# Probleme bei Filter Outer Glow mit schwarz unter Photoshop 8.0



## Jan-Frederik Stieler (4. November 2003)

Hallo allerseits,
ich versuche unter Photoshop 8.0 einen Text mit dem Filter "outer Glow" oder "scheinen außen" zu versehen.
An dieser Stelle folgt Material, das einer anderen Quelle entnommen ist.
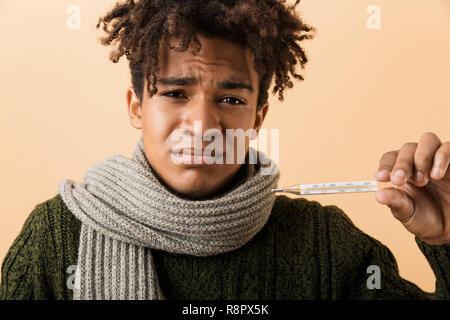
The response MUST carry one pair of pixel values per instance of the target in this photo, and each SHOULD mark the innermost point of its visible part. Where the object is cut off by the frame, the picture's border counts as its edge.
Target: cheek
(157, 125)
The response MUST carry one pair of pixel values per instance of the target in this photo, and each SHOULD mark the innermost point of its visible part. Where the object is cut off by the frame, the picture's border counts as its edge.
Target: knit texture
(126, 213)
(304, 251)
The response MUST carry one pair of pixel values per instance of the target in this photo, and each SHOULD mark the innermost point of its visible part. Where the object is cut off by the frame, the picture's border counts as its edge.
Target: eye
(234, 100)
(172, 94)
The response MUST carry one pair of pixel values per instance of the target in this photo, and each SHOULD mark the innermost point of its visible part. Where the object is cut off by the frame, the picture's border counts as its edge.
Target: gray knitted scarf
(125, 212)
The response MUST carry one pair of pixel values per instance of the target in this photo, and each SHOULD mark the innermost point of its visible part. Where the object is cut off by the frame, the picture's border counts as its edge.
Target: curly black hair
(269, 28)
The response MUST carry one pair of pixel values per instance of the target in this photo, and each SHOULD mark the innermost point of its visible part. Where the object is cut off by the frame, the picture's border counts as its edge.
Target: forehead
(216, 55)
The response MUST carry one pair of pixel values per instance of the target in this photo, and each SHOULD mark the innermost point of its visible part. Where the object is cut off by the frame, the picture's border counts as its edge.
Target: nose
(201, 112)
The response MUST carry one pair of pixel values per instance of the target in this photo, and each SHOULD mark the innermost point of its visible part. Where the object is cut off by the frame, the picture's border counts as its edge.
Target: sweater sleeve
(372, 271)
(21, 279)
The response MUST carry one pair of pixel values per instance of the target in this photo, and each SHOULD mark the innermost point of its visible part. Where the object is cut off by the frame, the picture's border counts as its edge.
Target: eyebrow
(186, 81)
Dies klappt jedoch nur mit weiß und nicht wie beabsichtigt mit schwarz (da sich der Text auf weißem Hintergrund befindet).
Hatt jemand eine Ahnung wie ich dieses Problem beseitigen kann, auf einen von handangelegten Schein habe jetzt nicht die Zeit da im Moment zu aufwendig und zu ungenau  .
Ich danke schon mal im Vorraus.
Viele Grüße
DirtyWorld


----------



## Tim C. (4. November 2003)

Irgendwie logisch, dass es mit schwarz nicht geht. Wie soll etwas schwarzes denn scheinen ? Beziehungsweise, wie soll etwas schwarz scheinen resp. leuchten ?


----------



## Mythos007 (4. November 2003)

Hallo  DirtyWorld,

herzlich Glückwunsch zum erwerb von Photoshop CS...

Stell einfach die Füllmethode des schwarzen scheines auf  "Normal"


----------



## Jan-Frederik Stieler (4. November 2003)

Vielen Dank an euch beide.
Das mit der Füllmethode hat funktioniert.
Super Toll ist die Schnelle Hilfe die ich hier bekomme! TOP


----------